USA TODAY International Edition
El Chapo witness admits killings
Ramirez says he ordered 150 assassinations
NEW YORK – At the start of the federal trial of Joaquín “El Chapo” Guzmán, defense lawyers said they would discredit prosecution witnesses as criminal liars who would say anything to convict the accused Mexican drug lord and win leniency for their own crimes.
A defense lawyer hammered Juan Carlos Ramirez Abadía in Brooklyn federal court Tuesday, getting the witness who testified he was Guzmán's Colombia cocaine supplier to admit he ordered roughly 150 killings – including the assassination of a man in the Queens borough of New York.
The former head of Colombia's Norte Valle cocaine cartel even kept financial records that listed the costs of some killings to the dollar.
Guzman lawyer William Purpura showed jurors an image of a business ledger and asked Ramirez if one entry referred to “the murders of three people.”
“That's correct,” said Ramirez, whose benign-seeming drug cartel nickname is Chupeta, or lollipop.
The witness said he did not remember the victim's names, but he readily confirmed the cost of the killings: $45,000.
Testifying through a Spanish-language interpreter, Ramirez admitted he ordered the assassination of the brother of a cartel member he believed was cooperating with investigators. That hit cost $338,776, he said.

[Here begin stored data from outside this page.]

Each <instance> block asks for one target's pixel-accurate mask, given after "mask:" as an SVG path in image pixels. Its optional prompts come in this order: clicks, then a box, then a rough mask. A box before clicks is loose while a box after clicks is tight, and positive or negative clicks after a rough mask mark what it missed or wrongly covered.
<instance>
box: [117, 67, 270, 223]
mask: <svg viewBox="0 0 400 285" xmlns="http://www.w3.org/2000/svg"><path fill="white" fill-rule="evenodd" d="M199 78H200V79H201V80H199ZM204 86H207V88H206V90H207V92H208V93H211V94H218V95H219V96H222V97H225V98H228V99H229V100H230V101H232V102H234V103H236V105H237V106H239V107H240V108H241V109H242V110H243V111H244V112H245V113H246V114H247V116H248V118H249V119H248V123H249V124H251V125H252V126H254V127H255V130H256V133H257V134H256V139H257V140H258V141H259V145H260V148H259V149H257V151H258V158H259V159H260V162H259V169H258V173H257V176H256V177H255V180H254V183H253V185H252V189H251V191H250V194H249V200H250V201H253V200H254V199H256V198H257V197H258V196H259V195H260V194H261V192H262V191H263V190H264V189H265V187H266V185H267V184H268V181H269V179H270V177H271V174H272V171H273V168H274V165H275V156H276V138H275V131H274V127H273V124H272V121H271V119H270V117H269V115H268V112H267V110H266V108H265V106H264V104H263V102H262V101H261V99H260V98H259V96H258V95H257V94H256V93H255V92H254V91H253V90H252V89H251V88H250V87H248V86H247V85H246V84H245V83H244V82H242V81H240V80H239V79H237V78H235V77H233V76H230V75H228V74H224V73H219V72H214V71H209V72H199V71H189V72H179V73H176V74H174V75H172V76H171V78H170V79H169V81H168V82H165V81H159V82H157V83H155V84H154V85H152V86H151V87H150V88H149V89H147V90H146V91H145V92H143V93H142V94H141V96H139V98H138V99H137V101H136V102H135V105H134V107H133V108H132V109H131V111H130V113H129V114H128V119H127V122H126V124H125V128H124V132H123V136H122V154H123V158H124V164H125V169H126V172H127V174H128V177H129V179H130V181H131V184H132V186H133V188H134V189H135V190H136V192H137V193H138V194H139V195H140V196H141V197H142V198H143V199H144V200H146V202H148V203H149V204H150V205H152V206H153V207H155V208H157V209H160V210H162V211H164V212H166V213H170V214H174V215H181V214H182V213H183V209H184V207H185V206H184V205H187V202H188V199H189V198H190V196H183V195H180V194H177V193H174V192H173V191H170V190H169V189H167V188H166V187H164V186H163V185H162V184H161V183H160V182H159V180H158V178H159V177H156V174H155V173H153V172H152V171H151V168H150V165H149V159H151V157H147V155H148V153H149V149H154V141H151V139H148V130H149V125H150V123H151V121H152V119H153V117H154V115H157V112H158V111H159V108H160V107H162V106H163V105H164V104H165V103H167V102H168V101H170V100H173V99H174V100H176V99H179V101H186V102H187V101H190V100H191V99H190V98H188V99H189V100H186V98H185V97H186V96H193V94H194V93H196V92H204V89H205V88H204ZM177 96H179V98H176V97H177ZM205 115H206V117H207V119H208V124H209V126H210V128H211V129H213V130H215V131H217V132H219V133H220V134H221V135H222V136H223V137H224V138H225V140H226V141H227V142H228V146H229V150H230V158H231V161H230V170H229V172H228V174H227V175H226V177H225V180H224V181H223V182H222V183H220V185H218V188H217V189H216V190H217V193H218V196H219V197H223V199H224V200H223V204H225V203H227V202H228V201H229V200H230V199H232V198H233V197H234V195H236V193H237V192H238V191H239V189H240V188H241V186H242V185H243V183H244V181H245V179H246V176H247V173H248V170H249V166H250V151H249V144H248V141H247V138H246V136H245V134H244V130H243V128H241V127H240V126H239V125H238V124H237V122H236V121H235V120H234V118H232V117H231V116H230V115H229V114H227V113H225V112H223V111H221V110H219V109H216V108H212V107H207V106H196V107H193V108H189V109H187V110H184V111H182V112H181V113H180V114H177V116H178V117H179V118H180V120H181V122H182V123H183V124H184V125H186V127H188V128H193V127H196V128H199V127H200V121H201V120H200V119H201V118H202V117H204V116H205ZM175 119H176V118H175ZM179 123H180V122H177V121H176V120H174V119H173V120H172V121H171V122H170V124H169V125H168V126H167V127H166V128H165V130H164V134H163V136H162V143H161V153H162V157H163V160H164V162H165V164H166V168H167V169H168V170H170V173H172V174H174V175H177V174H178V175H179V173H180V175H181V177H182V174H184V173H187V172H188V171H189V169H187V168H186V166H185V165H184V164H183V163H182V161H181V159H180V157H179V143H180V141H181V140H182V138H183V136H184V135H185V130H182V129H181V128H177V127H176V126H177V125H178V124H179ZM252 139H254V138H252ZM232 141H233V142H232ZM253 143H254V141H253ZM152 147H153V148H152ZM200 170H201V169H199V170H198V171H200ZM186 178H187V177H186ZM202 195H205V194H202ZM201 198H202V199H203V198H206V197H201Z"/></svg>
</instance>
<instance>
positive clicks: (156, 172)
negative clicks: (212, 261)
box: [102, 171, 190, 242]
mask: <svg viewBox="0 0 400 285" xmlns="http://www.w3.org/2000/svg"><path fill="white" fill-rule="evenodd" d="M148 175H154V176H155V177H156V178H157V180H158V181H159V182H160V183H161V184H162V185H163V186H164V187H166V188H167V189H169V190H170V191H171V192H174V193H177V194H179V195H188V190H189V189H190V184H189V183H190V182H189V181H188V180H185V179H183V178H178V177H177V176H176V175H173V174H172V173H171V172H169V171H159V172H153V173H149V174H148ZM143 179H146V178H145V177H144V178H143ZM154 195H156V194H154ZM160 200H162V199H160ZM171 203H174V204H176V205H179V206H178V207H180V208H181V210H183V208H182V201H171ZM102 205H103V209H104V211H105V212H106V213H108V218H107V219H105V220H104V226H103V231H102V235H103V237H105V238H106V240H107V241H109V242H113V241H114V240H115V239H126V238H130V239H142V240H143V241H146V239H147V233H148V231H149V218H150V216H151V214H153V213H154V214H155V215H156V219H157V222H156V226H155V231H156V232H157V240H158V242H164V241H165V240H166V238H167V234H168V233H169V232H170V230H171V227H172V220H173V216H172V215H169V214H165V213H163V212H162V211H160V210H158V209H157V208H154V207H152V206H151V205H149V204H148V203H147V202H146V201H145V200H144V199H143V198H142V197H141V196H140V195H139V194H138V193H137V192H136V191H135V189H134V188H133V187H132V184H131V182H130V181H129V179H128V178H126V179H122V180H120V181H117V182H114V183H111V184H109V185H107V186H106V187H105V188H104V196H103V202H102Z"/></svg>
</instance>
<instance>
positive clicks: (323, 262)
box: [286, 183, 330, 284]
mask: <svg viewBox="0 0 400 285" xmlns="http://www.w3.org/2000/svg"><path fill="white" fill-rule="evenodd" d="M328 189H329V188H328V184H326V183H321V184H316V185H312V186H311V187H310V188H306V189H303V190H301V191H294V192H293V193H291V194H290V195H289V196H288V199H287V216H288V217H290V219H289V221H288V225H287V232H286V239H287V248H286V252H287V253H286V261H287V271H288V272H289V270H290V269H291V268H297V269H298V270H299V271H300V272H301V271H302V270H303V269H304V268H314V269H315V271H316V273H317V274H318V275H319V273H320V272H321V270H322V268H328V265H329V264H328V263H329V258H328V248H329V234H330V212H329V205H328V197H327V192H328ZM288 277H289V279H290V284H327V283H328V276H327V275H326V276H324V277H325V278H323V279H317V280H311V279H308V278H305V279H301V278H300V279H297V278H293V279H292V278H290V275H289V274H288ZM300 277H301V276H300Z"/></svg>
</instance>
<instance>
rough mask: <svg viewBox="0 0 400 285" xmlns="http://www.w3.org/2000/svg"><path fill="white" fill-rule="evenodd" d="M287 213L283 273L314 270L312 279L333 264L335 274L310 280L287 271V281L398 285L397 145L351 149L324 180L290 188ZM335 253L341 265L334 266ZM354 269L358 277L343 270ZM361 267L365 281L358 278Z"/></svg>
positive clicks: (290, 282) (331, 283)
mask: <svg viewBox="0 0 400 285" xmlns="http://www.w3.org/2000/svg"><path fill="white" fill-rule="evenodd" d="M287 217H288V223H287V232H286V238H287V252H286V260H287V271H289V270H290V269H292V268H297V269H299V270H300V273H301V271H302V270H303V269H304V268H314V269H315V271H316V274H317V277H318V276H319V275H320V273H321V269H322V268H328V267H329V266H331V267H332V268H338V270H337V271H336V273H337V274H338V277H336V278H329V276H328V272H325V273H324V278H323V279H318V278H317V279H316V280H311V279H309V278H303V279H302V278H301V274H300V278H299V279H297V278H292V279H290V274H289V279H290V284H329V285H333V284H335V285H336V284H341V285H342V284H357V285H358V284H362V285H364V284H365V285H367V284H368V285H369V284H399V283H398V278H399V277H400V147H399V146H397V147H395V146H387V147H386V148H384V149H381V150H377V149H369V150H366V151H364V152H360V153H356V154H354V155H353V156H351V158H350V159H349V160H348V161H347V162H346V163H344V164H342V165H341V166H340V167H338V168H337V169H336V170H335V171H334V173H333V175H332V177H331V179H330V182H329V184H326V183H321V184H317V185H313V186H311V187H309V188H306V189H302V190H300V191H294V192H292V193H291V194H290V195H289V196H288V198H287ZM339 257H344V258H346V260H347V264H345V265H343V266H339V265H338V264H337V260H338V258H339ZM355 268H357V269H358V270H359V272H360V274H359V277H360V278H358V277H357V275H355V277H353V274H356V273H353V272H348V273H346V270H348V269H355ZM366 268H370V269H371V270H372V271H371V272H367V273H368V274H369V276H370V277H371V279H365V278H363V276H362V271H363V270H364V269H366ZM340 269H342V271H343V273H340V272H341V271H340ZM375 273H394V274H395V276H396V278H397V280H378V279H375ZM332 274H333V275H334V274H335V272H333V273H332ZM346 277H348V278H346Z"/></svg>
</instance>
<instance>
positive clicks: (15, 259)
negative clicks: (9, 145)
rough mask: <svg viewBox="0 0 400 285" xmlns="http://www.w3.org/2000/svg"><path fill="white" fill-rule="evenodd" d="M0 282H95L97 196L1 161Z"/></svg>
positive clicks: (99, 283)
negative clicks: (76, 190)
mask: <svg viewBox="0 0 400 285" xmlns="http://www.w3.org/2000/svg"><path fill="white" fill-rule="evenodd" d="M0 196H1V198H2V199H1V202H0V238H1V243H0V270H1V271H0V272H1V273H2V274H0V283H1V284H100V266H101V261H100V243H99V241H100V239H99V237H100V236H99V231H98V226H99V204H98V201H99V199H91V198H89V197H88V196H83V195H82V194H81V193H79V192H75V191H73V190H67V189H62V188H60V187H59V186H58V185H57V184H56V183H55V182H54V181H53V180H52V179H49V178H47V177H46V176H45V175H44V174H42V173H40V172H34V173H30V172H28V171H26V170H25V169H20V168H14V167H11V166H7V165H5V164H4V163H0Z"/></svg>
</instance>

Asked to explain the higher price, Ramirez said, “It was a big group of hit men who took part in that killing.”
Purpura asked about other murders. Ramirez acknowledged that he lured a cartel member nicknamed Tocayo to a meeting because the man was suspected of cooperating with investigators.
Instead of a discussion, Purpura asked, were Tocayo, his attorney and 10 to 12 others “obliterated ... with guns?”
“That is correct,” Ramirez said. He acknowledged that members of a Tocayo backup group waiting at a nearby gas station were shot to death by cartel hit men known as “sicarios.”
All the bodies were thrown into the back of a pickup and disposed of, he said.
Ramirez admitted he personally killed one adversary, a man named Rodríguez, by shooting him in the face “from a distance of 1 meter.”
He acknowledged ordering assassinations from afar, including the murder in 1993 in Queens of Vladimir Beigelman, a reputed Russian cocaine dealer.
“It's impossible to be the leader of a cartel in Colombia without violence,” Ramirez explained.
The defense team elicited the testimony in an effort to persuade jurors that Ramirez's testimony about Guzman's alleged drug trafficking, conspiracy, money-laundering and other crimes was not credible.
On the stand Tuesday, Ramirez acknowledged he lied habitually – including when he told Colombian authorities he would dismantle his cartel, stop selling cocaine and cooperate with them in exchange for a light prison sentence.